Voir sans les yeux
Quelle perception du monde a-t-on quand on est aveugle ? Marie Mandy propose une étonnante plongée dans le monde perceptif des non et malvoyants.
Quelles images a-t-on dans la tête quand on ne voit plus ou presque plus ? Comment supporter de vivre quand disparaissent le jour, la lumière, les repères, la perspective ? Les personnages de ce film, tous aveugles ou malvoyants nous apprennent que les images ne sont pas que visuelles. Elles sont aussi sonores et tactiles. Elles sont un jeu infini entre l'imagination, la mémoire, la découverte. John, professeur d'université n'a aucune sensation de lumière depuis 20 ans ; Alain, psychologue est en train de perdre totalement la vue ; Sylvie est professeur et sculptrice, elle vit avec 5% de vision ; Aladji a perdu la vue enfant et bat des records de vitesse de course à pied ; la petite Sarina ne voit que les contrastes et les couleurs… et pourtant… tous VOIENT vraiment, mais autrement !
Ils nous entraînent à la frontière du visuel, dans un voyage sensoriel et paradoxal puisqu'ils nous expliquent et nous font ressentir ce qu'ils ne voient pas ! Au bout du chemin, une autre façon de voir, sans les yeux, mais de tous ses sens. Une manière de nous interroger sur notre propre représentation de la réalité et de mettre en cause la dictature visuelle que nous nous sommes forgés.Tant que j'ai mes mains, je vois. Pour rendre palpable la réalité de ceux qui ne voient pas ou peu, Marie Mandy est allée à l'encontre des règles habituelles : ses images sont floues, surexposées ou sous-exposées, le champ visuel réduit comme si l'oeil de la caméra ne voyait pas. La réalisatrice a également eu recours à la caméra thermique, qui filme le monde sans lumière, exactement comme les aveugles le voient. Autre méthode inédite : elle a filmé John Hull en temps réel, sur le campus de son université, une caméra crayon accrochée au bout de sa canne. Il doit se concentrer à chaque pas sur ces indispensables yeux artificiels que sont sa canne et ses mains ("Tant que j'ai mes mains, je vois.") On découvre ainsi un monde où le temps et l'espace sont linéaires.

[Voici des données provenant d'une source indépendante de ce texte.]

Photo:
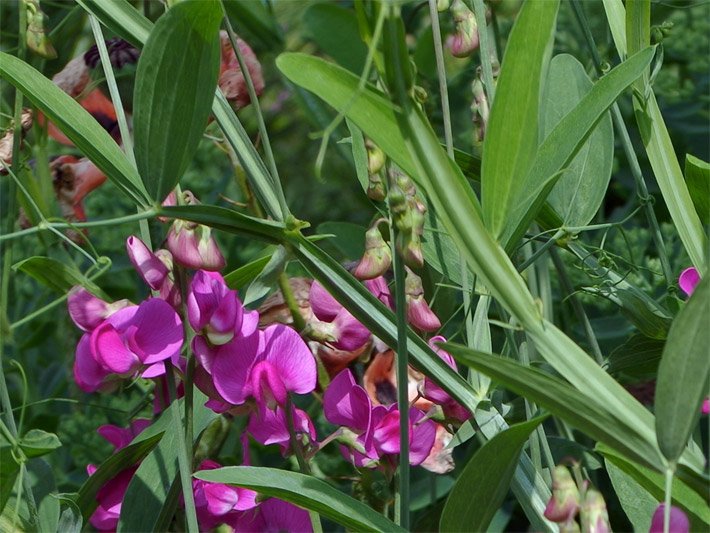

Enfin, Marie Mandy a accordé une attention particulière au son : "Il s'agissait de créer des sons distincts là où on entend d'habitude un magma indifférencié." Son documentaire donne à ressentir plus qu'à comprendre. Il invite également les voyants à remettre en question la dictature de l'image. Car la réalité d'un aveugle n'est pas moins "réelle" que celle d'un voyant. Elle est simplement différente.